As to the other prayers for relief. The bill fails to present any special reasons why any part of the administration of decedent's estate should be taken over by this court. When it appears, as here, that such administration can be had in an orphans' court and the relief sought by complainants can be had fully and adequately in such court, this court should not undertake to exercise its concurrent jurisdiction with the orphans' court to grant such relief. Jordan v. Logue, 76 N.J.Eq. 471, 79 A. 426; Summerill v. Summerill, 99 N.J.Eq. 502, 134 A. 113; Civic Enterprises, Inc., v.
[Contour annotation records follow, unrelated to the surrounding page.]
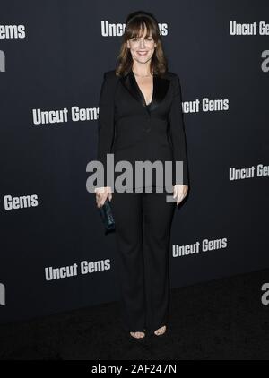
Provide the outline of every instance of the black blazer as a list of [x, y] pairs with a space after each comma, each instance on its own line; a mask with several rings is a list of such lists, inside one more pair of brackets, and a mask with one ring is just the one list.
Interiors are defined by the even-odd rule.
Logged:
[[[117, 76], [115, 70], [104, 73], [99, 102], [97, 159], [105, 169], [107, 153], [114, 153], [115, 164], [118, 160], [132, 164], [136, 160], [181, 160], [183, 181], [176, 183], [173, 173], [172, 185], [188, 185], [181, 89], [176, 73], [153, 76], [149, 106], [132, 70], [122, 77]], [[105, 170], [107, 185], [109, 183]]]

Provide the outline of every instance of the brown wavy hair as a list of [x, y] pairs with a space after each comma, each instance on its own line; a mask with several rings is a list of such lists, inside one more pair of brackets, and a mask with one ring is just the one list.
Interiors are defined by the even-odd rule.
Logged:
[[127, 47], [127, 40], [132, 38], [139, 38], [146, 28], [146, 37], [152, 32], [156, 47], [152, 56], [152, 73], [161, 76], [168, 70], [168, 62], [164, 55], [161, 37], [159, 30], [158, 21], [152, 13], [144, 11], [137, 11], [130, 13], [126, 21], [126, 29], [122, 38], [119, 55], [117, 56], [117, 66], [116, 74], [125, 76], [133, 66], [133, 57], [130, 49]]

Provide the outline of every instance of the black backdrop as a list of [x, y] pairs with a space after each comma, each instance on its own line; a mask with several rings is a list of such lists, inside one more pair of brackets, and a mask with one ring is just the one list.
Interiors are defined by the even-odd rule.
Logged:
[[[2, 2], [1, 322], [118, 298], [115, 235], [103, 235], [86, 166], [103, 73], [115, 68], [126, 15], [141, 8], [159, 21], [185, 105], [190, 190], [172, 227], [172, 287], [269, 266], [265, 1]], [[232, 35], [230, 21], [256, 22], [256, 34]], [[73, 107], [90, 117], [75, 121]], [[36, 110], [64, 108], [66, 122], [35, 123]], [[252, 177], [230, 175], [251, 167]], [[76, 275], [47, 279], [46, 268], [74, 263]]]

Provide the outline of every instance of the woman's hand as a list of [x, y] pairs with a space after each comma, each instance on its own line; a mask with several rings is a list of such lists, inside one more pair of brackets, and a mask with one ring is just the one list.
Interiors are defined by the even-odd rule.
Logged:
[[95, 188], [94, 192], [96, 193], [96, 204], [98, 208], [103, 206], [108, 197], [109, 201], [112, 200], [112, 189], [110, 186]]
[[187, 185], [182, 185], [180, 184], [174, 185], [173, 198], [177, 198], [177, 206], [187, 196]]

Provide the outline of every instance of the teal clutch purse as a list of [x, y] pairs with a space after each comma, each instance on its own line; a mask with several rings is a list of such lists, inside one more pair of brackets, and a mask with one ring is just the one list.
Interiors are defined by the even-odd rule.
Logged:
[[110, 201], [107, 198], [103, 206], [98, 208], [105, 228], [105, 235], [116, 229]]

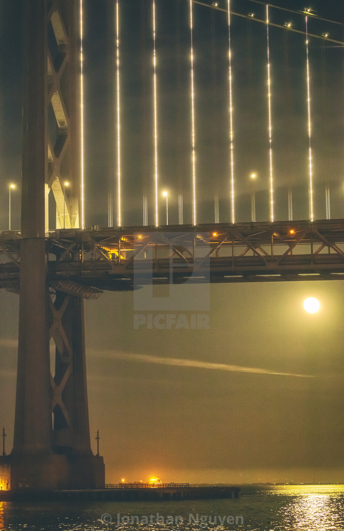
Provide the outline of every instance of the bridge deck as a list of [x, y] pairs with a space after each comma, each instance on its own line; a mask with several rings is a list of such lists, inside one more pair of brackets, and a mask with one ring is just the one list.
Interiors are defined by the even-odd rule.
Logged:
[[[18, 290], [21, 235], [0, 233], [0, 286]], [[344, 220], [50, 231], [48, 280], [146, 284], [344, 279]]]

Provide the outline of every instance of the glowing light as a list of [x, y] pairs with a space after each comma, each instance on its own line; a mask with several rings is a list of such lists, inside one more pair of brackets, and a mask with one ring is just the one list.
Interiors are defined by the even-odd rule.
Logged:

Mechanics' Trust Co., 115 N.J.Eq. 66, 169 A. 696; Clayton v. Asbury Park & Ocean Grove Bank, 115 N.J.Eq. 480, 171 A. 502; Brown v. Fidelity Union Trust Co., 128 N.J.Eq. 197, 15 A.2d 788.
An account of the amounts due complainants from the estate of decedent can be had in the orphans' court. The administrator is required by law to account there and may be cited by that court to do so (R.S. 3:1-2, N.J.S.A. 3:1-2) but he is not required to file his account untilone year after his appointment (R.S. 3:10-5, N.J.S.A. 3:10-5), which time does not appear to have expired. It must be presumed that he will comply with the statute, but if he does not, he is subject to be cited to do so (R.S. 3:1-2, N.J.S.A. 3:1-2), and if he fails to obey the citation he will be removed. R.S. 3:10-20, N.J.S.A. 3:1020. If he fails to include in his account the sum of $500 which the bill alleges he owes the estate, exceptions may be filed to his account (R.S. 3:10-16, N.J.S.A. 3:10-16) and an order for discovery may issue against him out of that court. R.S. 3:1310, N.J.S.A. 3:13-10. He is also subject to removal from his office by the orphans' court (R.S. 3:12-4, N.J.S.A. 3:12-4), and it seems that power to remove him does not reside in this court. Bentley v. Dixon, 60 N.J.Eq. 353, 46 A. 689.
Defendants' motion to strike the bill of complaint will be granted.